Et il ne s’agit pas d’une histoire reposant sur quelques témoignages incertains ou sur une reconstruction médiatique. Le dossier comportait notamment les images enregistrées par Dominique Pelicot lui-même. Les faits ont été examinés pendant des mois devant la justice.
Voilà simplement les faits judiciaires. Implacable. Aucun doute possible.
Et pourtant, sous une simple photographie montrant Gisèle Pelicot souriante, élégante, habillée pour une soirée, des centaines de personnes peuvent encore ressentir le besoin de déverser publiquement leur suspicion, leur mépris et leurs insinuations.

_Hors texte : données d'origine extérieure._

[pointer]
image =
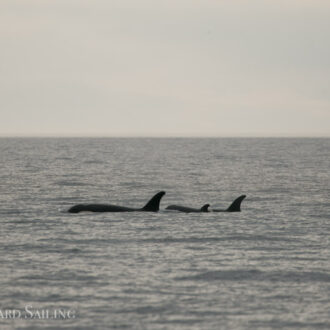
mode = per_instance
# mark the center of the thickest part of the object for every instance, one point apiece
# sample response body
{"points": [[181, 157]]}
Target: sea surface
{"points": [[267, 267]]}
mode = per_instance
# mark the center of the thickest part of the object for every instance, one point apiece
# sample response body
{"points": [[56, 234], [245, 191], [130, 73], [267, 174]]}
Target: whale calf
{"points": [[186, 209], [235, 206], [151, 206]]}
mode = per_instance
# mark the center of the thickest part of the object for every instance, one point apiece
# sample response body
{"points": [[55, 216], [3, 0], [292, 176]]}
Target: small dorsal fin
{"points": [[153, 204], [205, 207], [236, 204]]}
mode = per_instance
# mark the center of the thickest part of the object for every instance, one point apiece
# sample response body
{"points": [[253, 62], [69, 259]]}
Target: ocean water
{"points": [[267, 267]]}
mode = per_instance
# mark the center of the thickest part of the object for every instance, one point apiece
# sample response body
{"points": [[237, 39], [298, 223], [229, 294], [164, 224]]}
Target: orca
{"points": [[185, 209], [235, 206], [151, 206]]}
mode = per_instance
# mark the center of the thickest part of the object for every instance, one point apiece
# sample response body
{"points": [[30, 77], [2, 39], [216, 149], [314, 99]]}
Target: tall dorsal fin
{"points": [[205, 207], [236, 204], [153, 204]]}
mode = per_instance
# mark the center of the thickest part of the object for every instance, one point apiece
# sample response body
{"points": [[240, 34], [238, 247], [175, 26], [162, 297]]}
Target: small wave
{"points": [[257, 275]]}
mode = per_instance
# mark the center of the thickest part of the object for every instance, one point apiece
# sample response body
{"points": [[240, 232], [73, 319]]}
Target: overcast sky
{"points": [[165, 67]]}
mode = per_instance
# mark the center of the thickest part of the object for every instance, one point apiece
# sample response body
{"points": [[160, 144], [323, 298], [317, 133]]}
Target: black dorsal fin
{"points": [[236, 204], [153, 204], [205, 207]]}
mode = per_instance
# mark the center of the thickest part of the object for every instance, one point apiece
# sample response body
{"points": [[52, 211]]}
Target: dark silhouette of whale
{"points": [[151, 206], [235, 206], [186, 209]]}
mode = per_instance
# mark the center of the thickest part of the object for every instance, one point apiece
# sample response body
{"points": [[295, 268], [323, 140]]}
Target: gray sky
{"points": [[165, 67]]}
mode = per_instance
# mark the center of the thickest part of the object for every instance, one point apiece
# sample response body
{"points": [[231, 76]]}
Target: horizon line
{"points": [[165, 136]]}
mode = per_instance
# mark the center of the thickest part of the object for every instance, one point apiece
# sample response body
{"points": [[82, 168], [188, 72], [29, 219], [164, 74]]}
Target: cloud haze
{"points": [[165, 68]]}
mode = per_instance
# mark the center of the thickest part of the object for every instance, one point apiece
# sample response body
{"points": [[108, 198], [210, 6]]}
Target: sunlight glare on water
{"points": [[266, 267]]}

Comme si une victime devait présenter à vie les stigmates visibles de ce qu’elle a subi. Comme si elle devait marcher tête basse. Comme si sourire devenait suspect. Comme si porter une robe constituait une preuve à charge. Comme si continuer à vivre était une trahison de son propre malheur.
Il faudrait donc rappeler quelque chose d’une simplicité confondante : une victime n’est pas condamnée à avoir l’air d’une victime jusqu’à la fin de ses jours.
Gisèle Pelicot a le droit de sourire. Elle a le droit de sortir. Elle a le droit d’être élégante. Elle a le droit de danser si elle en a envie, de rire, d’aimer, de voyager, de refaire sa vie, de connaître des moments heureux.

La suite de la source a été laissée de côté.